Magic World extends on and requires the core WoW Basic Roleplaying booklet, but the system is a minor masterpiece for quick, ready-to-play rules. These days, it's hard to find in print, and the gamer inclined to research this online will have to dig into the wayback machine archives.
Magic World has about the quickest character generation I've come across in the BRP line, almost as fast as Basic D&D. A player can choose to simply roll the characteristics and then start play with the default BRP skills and scores. Or, they can select from one of four professions: warrior, rogue, sage, and sorcerer.
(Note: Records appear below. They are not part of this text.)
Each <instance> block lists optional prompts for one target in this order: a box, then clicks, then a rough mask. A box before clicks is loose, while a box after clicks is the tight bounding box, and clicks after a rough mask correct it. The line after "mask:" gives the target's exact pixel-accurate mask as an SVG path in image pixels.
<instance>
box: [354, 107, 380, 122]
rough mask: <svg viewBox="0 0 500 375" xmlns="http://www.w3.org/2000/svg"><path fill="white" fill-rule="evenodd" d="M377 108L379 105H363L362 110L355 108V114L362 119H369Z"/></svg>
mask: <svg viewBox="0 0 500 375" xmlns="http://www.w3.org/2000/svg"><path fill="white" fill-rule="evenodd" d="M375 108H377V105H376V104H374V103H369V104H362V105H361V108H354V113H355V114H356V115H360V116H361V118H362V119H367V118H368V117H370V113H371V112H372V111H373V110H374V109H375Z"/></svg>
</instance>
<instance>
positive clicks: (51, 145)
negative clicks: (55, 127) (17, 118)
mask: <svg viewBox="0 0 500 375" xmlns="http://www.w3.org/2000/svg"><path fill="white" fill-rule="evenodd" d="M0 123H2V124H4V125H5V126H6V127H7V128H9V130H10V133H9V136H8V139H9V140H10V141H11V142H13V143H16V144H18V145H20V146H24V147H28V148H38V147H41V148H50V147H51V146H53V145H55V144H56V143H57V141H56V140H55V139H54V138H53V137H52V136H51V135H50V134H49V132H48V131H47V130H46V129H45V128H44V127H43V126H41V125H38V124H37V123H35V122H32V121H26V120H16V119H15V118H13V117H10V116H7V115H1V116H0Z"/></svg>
Each profession provides some prior experience and skills, which are usually a sum, or multiple of the average, of several characteristics (for example, warriors pick up three weapons at the average of STR, CON, and DEX x 5%). Although these may seem like class descriptions, there are no restrictions on eventual cross-training, and each profession suggests a variety of possible backgrounds. Even the sage is a viable scholar-adventurer, who may be anything from a healer, to a merchant, to an elf-friend. One can imagine rolling-up a Magic World adventurer in relatively short order, selecting a few professional skills, and filling in the default skills as the game goes on. A character will be relying on good initial rolls for good skills, but that's where a little player skill, a willingness to play a character rather than an optimized build, comes in.
Compared to a modern system the line between skill and skill description is sometime blurry and requires some interpretation. The "Cut Purse" skill, for example (DEX x 5% for rogues), includes "skill to Pick Pockets, Cut Purses, Remove Brooches, etc.," which could all be rejiggered as "Thievery" or "Sleight" on the character sheet.
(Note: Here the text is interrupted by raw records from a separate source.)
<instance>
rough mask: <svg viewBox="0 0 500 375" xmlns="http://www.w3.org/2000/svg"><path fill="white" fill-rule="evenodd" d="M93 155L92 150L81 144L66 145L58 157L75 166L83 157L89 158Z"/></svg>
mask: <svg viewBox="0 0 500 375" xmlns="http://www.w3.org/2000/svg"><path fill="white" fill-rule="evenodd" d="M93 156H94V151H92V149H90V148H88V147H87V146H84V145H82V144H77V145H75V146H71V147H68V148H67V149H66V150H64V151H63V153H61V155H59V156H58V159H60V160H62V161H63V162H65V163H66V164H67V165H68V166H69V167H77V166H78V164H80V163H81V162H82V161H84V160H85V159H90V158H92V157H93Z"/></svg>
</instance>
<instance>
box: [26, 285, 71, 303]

The magic system is compact but robust, with each spell having its own percentile chance to cast (like one of the magic systems in the BGB). Unlike the BGB, Magic World spells are relatively effective (dealing1d6 damage per magic point/level, for instance), so starting sorcerers don't feel under-powered.
Finally, the combat system, although simple, includes scope for critical hits and fumbles.
Recently, reading through Roan Studios' The Bay of Spirits setting book, which is beautifully illustrated but lightly stated out only for D&D, the thought occurred that the ideal would be a compact, robust ruleset that would make it easy to generate characters and play in (almost) any fantasy setting. WoW Magic World seems to fit the bill, and it's interesting to speculate what might have been if this version of Magic World, revised and clarified, had been the basis for Chaosium's later releases.